An Evaluation of Object Name Hashing

Ceph splits files into objects, which end up distributed across the Ceph cluster. What would happen if the objects ended all up on the same OSD?

data/40/c57e9e-3f08-4105-a648-d64ba9347b60/prefix_hashing.png

I called this modification Striper Prefix Hashing, as I modified the object name hash to only include the prefix added by the Striper. The striper is the piece of code that does the file-to-object splitting (Ceph Dev Doc, Ceph User Doc). Since I was at it I also tested a different hash function.

The analysis uses the most real-world data I was able to find: A 10% sample of a tape-based archive system used by the European Centre for Medium-Range Weather Forecasts (ECMWF). I focused on balance of the resulting cluster (Objects / OSD, Size / OSD), since I could not obtain a Ceph cluster for ~ 1.6 PiB data to do performance testing on.

I did the aforementioned as part of my Master's Thesis. The results are quite interesting: Striper Prefix Hashing doesn't ruin the balance of the cluster.

Update 2016-01-26:

I reran the tests with more hash functions:

Implementation

My changes are available on github: Branch, Diff with current master branch (Old changes, without crypto hashes: Branch, Diff with current master branch)

The changes branch of the Ceph master branch (commit-ish 256dc84) from Jan 14, 2016.

The key change introduced by Striper Prefix Hashing is in the pg_pool_t:: hash_key method. It is called by OSDMap::object_locator_to_pg, which converts an object ID (object_t oid) and object locator (object_locator_t loc, it also contains the pool ID) to a placement group (pg_t pg).

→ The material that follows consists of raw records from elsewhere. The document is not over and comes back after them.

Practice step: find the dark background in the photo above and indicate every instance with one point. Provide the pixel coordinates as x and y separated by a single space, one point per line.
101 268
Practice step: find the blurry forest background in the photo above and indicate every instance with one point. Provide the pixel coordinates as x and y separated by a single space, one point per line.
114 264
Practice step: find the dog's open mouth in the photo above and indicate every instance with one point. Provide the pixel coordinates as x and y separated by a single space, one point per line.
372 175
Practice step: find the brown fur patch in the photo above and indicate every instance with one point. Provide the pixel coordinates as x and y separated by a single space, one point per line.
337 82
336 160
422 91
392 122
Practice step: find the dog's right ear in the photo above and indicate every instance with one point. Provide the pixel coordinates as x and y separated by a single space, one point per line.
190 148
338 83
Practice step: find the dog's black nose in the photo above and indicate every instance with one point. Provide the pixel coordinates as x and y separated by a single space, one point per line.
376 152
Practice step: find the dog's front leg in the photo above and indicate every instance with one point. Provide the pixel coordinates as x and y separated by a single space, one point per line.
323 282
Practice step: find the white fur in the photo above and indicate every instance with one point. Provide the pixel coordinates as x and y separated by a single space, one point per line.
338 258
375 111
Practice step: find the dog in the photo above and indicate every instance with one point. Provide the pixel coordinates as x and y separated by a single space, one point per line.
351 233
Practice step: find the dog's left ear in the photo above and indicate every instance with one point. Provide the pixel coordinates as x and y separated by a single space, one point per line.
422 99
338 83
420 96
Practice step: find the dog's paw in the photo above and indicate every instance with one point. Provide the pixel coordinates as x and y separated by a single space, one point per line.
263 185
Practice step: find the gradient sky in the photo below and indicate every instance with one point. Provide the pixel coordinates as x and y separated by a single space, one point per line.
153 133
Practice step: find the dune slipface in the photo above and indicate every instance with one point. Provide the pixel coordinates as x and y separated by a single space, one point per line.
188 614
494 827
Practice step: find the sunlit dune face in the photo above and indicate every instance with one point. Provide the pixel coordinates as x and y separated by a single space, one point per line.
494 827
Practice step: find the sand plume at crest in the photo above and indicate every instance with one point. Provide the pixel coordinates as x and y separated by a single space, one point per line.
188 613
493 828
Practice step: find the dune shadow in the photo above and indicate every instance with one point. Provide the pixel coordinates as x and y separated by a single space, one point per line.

  uint32_t pg_pool_t::hash_key(const string& key,
                               const string& ns) const
  {
    string n = make_hash_str(key, ns);
    return ceph_str_hash(object_hash, n.c_str(), n.length());
  }

The changed method, truncates the object's name at the first dot found in the string inkey, which happens to be the sequence number part for object names generated by the Ceph Striper.

  uint32_t pg_pool_t::hash_key(const string& inkey,
                               const string& ns) const
  {
    string key(inkey);

    if (flags & FLAG_HASHPSONLYPREFIX) {
      string::size_type n = inkey.find(".");

      if (n != string::npos) {
        key = inkey.substr(0, n) ;
      }
    }

    string n = make_hash_str(key, ns);
    return ceph_str_hash(object_hash, n.c_str(), n.length());
  }

Ceph's Hash Functions

Object name hashes are 32 Bit and computed using a variant of the RJenkins1 hash function. It is not cryptographic and designed for hash tables.

Ceph also contains code of the Linux dcache hash function, which is not used for object names and without changes to the code, not configurable. Its implementation is quite succinct compared to the 57 SLOC of RJenkins:

/*
 * linux dcache hash
 */
unsigned ceph_str_hash_linux(const char *str, unsigned length)
{
        unsigned long hash = 0;

        while (length--) {
                unsigned char c = *str++;
                hash = (hash + (c << 4) + (c >> 4)) * 11;
        }
        return hash;
}

Since the implementation was already there I included it in the benchmarks. I plan on re-running the tests with a cryptographic hash function soon.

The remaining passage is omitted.